L’hôpital à bout de souffle – contribution thématique pour le 81ème congrès

CONTRIBUTION THÉMATIQUE DEPOSÉE PAR DEBOUT LES SOCIALISTE

Le premier signataire :

BLISKO Serge, fédération de Paris


L’état des lieux  

Le système de santé et notamment le système hospitalier subissent de  plein fouet une triple transition, démographique, épidémiologique et  technologique. 

1) La transition démographique 

Le système de santé et de soins est sous pression notamment en raison  de l’évolution sociologique et démographique avec des patients plus  âgés, plus nombreux et plus fragiles. En effet un changement majeur est  à l’œuvre avec le vieillissement de la population et la diminution des  naissances (678 000 naissances en 2023 soit 48 000 de moins qu’en  2022) et un indice de fécondité (1,67) au plus bas depuis l’après-guerre. En 2023 les moins de 20 ans représentent 23 % de la population, à  peine plus que les plus de 65 ans. 

En 2050, la France compterait 70 millions d’habitants (hypothèse  moyenne). Avec une population vieillissante, le nombre de décès  augmentera fortement et dépasserait vers 2045 le nombre de  naissances. Le solde migratoire de 100 000 entrées par an compenserait  ce déficit naturel. En 2050 un habitant sur trois aura plus de 60 ans . 

La pression de la demande de soins risque de s’amplifier et de se  conjuguer avec un manque d’effectifs soignants liés à la fois aux  difficultés de recrutement et aux conditions de travail rendant plus  difficile et plus délicat le respect des soins de haute qualité.

Ces données démographiques accompagnent une transition  épidémiologique. 

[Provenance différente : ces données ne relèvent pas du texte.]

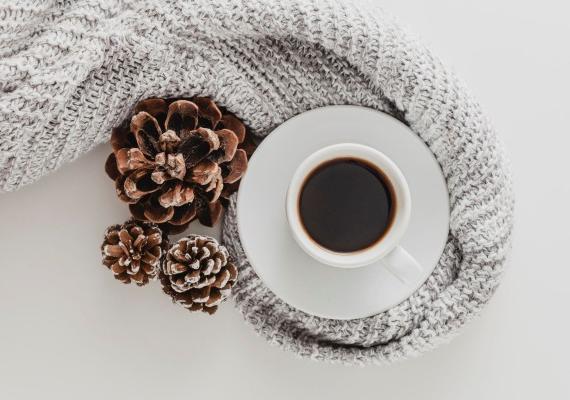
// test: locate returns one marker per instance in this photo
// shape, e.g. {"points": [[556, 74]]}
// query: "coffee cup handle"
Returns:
{"points": [[402, 265]]}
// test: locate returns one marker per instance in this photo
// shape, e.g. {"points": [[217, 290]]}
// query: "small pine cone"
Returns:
{"points": [[197, 273], [133, 251], [177, 160]]}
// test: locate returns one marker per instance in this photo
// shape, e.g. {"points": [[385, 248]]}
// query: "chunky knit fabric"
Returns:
{"points": [[70, 70]]}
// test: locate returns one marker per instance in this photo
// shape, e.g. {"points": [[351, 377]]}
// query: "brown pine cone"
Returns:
{"points": [[133, 251], [177, 160], [197, 273]]}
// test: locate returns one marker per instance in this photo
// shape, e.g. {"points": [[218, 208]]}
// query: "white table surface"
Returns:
{"points": [[68, 331]]}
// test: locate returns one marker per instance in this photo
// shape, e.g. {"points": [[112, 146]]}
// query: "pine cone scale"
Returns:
{"points": [[171, 163], [130, 255], [197, 274]]}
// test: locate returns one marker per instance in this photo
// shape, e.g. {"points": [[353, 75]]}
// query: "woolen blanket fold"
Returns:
{"points": [[71, 70]]}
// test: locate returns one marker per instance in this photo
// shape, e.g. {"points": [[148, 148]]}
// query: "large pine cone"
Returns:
{"points": [[133, 251], [177, 160], [197, 273]]}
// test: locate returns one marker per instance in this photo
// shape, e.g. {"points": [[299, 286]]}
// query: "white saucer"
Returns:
{"points": [[284, 267]]}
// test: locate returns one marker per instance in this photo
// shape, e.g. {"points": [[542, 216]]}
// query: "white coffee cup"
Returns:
{"points": [[387, 249]]}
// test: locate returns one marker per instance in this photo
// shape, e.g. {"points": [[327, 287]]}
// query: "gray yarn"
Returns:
{"points": [[69, 71]]}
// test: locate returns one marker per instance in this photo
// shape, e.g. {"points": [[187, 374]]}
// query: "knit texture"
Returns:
{"points": [[71, 70]]}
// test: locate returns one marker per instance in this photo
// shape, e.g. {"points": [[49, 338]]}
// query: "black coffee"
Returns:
{"points": [[346, 205]]}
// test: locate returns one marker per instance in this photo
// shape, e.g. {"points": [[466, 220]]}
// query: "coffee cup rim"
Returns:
{"points": [[390, 238]]}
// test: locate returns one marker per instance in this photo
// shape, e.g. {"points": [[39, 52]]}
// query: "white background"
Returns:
{"points": [[68, 330]]}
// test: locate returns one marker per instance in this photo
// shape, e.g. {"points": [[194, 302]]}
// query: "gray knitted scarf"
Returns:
{"points": [[71, 70]]}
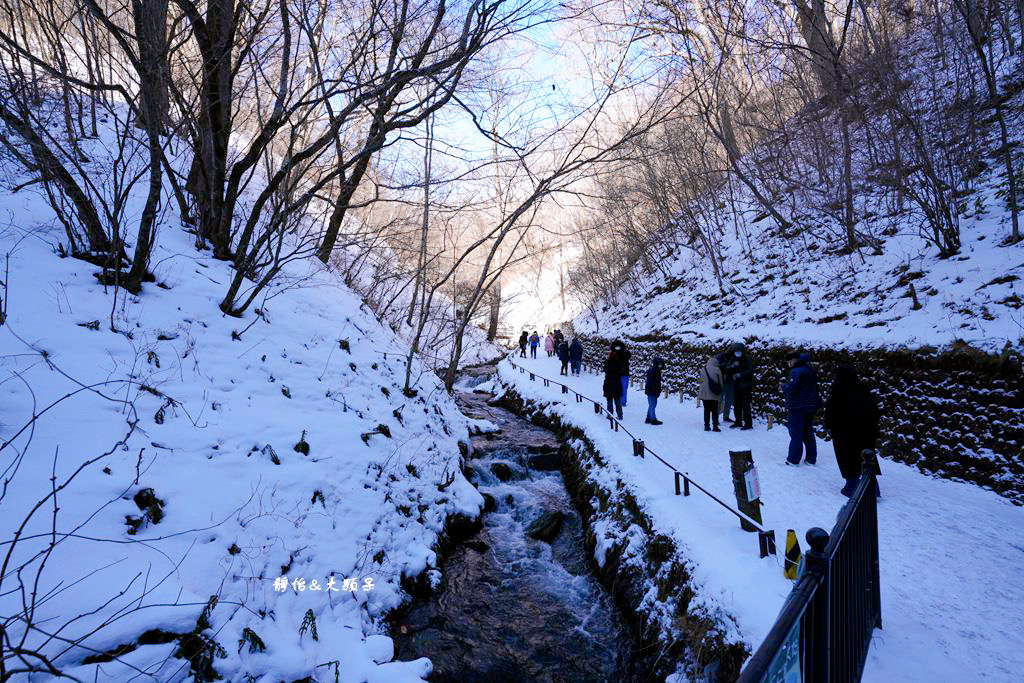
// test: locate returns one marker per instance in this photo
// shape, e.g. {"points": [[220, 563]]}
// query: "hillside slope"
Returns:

2 ) la transition épidémiologique 

 Le vieillissement de la population et le développement des maladies  chroniques liées à la sédentarité ou aux facteurs environnementaux,  telles le diabète, les maladies cardio-vasculaires, l’obésité et les  cancers, regroupés sous la dénomination d’Affections de Longue Durée  (ALD) par l’assurance-maladie concernent 20 % des assurés, soit près  de 14 millions de personnes et occasionnent 66 % des dépenses de  l’assurance-maladie. Elles sont et seront en constante augmentation   

Quant à l’espérance de vie souvent prise comme indicateur de  l’excellence du système de santé français, elle est en réalité complexe ;  elle a certes augmenté légèrement ces dernières années mais si  l’amélioration du système de santé et de l’efficience des soins sont une  des causes principales de cet allongement (80 ans pour les hommes et  près de 86 ans pour les femmes), il faut aussi tenir compte de  l’amélioration du logement, des conditions de travail, de l’alimentation,  de l’hygiène publique … 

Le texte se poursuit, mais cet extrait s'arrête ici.